The Licensee is a limited liability company incorporated in Nanjing, the PRC under the laws of the People’s Republic of China;

 

3.

The Licenser agrees to grant the Licensee the right to use the above intellectual property rights under the terms and conditions of the Agreement, and the Licensee agrees to accept the above license under the terms and conditions of the Agreement.

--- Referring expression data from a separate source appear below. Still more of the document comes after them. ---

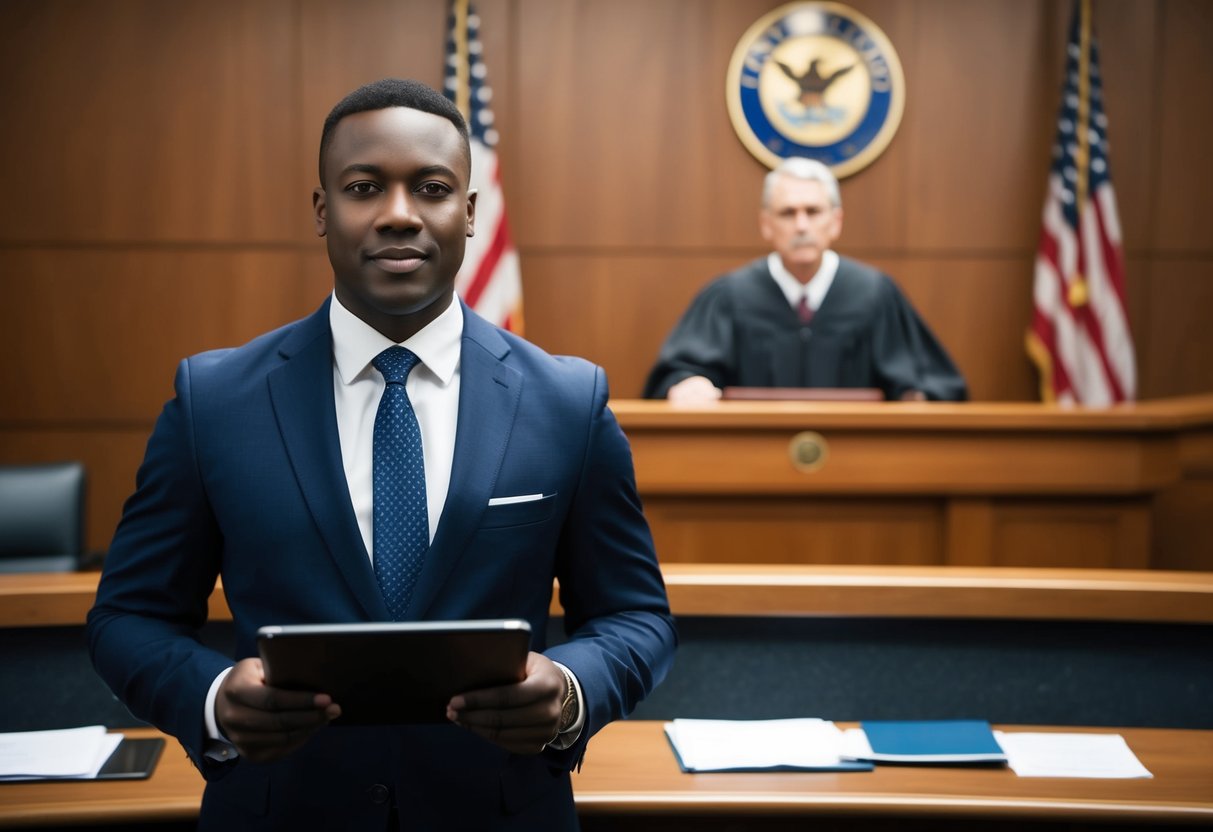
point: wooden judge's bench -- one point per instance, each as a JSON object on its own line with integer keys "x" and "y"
{"x": 974, "y": 484}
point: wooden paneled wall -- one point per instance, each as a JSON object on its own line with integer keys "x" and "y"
{"x": 158, "y": 161}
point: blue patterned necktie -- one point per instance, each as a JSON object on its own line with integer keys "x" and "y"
{"x": 402, "y": 522}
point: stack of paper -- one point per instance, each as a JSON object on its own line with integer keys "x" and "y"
{"x": 759, "y": 745}
{"x": 1071, "y": 756}
{"x": 74, "y": 753}
{"x": 943, "y": 741}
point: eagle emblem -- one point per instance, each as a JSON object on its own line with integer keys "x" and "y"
{"x": 816, "y": 80}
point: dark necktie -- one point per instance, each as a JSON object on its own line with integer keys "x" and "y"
{"x": 803, "y": 309}
{"x": 402, "y": 522}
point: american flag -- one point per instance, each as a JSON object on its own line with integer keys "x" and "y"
{"x": 1080, "y": 337}
{"x": 489, "y": 280}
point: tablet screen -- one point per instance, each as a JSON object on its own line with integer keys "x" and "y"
{"x": 394, "y": 673}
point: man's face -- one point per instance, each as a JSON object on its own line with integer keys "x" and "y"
{"x": 396, "y": 214}
{"x": 799, "y": 223}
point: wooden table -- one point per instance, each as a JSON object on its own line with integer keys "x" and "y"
{"x": 974, "y": 484}
{"x": 630, "y": 773}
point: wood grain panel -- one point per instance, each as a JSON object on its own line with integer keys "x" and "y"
{"x": 1072, "y": 534}
{"x": 957, "y": 297}
{"x": 625, "y": 131}
{"x": 1127, "y": 35}
{"x": 615, "y": 311}
{"x": 778, "y": 530}
{"x": 979, "y": 147}
{"x": 1184, "y": 164}
{"x": 110, "y": 325}
{"x": 343, "y": 50}
{"x": 143, "y": 120}
{"x": 110, "y": 457}
{"x": 1178, "y": 357}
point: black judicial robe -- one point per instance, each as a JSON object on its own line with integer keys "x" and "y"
{"x": 740, "y": 331}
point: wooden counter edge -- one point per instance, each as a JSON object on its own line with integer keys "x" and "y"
{"x": 174, "y": 793}
{"x": 1093, "y": 594}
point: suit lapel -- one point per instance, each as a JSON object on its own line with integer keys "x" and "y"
{"x": 489, "y": 394}
{"x": 301, "y": 391}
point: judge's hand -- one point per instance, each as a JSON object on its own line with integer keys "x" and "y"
{"x": 523, "y": 717}
{"x": 695, "y": 389}
{"x": 265, "y": 723}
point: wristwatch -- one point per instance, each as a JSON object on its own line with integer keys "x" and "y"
{"x": 569, "y": 708}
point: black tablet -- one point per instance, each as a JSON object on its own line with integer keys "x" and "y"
{"x": 134, "y": 759}
{"x": 394, "y": 673}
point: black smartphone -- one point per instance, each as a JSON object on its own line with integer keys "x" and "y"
{"x": 134, "y": 759}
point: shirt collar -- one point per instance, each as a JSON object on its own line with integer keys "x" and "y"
{"x": 356, "y": 342}
{"x": 815, "y": 289}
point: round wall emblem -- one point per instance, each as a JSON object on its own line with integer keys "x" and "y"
{"x": 816, "y": 80}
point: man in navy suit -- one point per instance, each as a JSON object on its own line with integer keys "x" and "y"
{"x": 260, "y": 471}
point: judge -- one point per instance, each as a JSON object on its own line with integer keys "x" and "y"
{"x": 802, "y": 317}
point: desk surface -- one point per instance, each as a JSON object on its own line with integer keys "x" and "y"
{"x": 630, "y": 769}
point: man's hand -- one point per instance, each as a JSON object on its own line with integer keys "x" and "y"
{"x": 265, "y": 723}
{"x": 693, "y": 391}
{"x": 522, "y": 718}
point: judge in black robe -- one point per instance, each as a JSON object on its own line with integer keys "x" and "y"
{"x": 740, "y": 331}
{"x": 785, "y": 322}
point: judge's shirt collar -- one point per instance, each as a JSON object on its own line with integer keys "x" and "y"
{"x": 815, "y": 289}
{"x": 356, "y": 342}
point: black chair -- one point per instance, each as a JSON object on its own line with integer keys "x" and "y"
{"x": 41, "y": 517}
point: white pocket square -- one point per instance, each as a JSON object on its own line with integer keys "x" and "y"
{"x": 508, "y": 501}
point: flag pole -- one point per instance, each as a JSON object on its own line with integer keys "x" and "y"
{"x": 462, "y": 89}
{"x": 1077, "y": 294}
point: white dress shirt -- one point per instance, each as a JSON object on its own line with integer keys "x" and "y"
{"x": 814, "y": 291}
{"x": 433, "y": 392}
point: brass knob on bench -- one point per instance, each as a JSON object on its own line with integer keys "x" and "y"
{"x": 808, "y": 451}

Therefore, upon friendly negotiation, the two parties arrive at the following agreement for compliance in the spirit of equality and mutual benefit:

Article 1 License

 

1.1.

Intellectual property licensing

In accordance with the terms of the Agreement, the Licenser agrees to grant the Licensee, and Licensee agrees to accept such grant of the right to use all or any part of the intellectual property rights set out in Annex 1 (hereinafter collectively referred to as “Intellectual Property Rights”) or to carry out business activities with these Intellectual Property Rights. The intellectual property license under the Agreement is non-exclusive, non-transferable and non-sub-licensable.


1.2.

Scope

 

1.2.1.

The Licensee may only use the right to use the Intellectual Property Rights granted to it under the Agreement for its own business operations. Without the prior express written consent of the Licenser, the Licensee agrees not to directly or indirectly use in any other way or authorize others in any way to use all or part of the Intellectual Property Rights.

 

1.2.2.

The license granted to the Licensee under the Agreement is only valid in the PRC and other regions permitted by the Licenser in writing from time to time. The Licensee agrees not to directly or indirectly use or authorize others in any way to use all or part of the Intellectual Property Rights in any other regions.

 

1.3.

Standards for use of the Intellectual Property Rights

When the Licensee uses the Intellectual Property Rights in accordance with the Agreement, it shall strictly abide by any standards or norms as required by the Licenser from time to time.

 

1.4.

Confirmation by the Licensee

The Licensee confirms that, except for the rights or benefits granted to it under or according to the Agreement, it does not enjoy any right, ownership or interests of the Intellectual Property Rights.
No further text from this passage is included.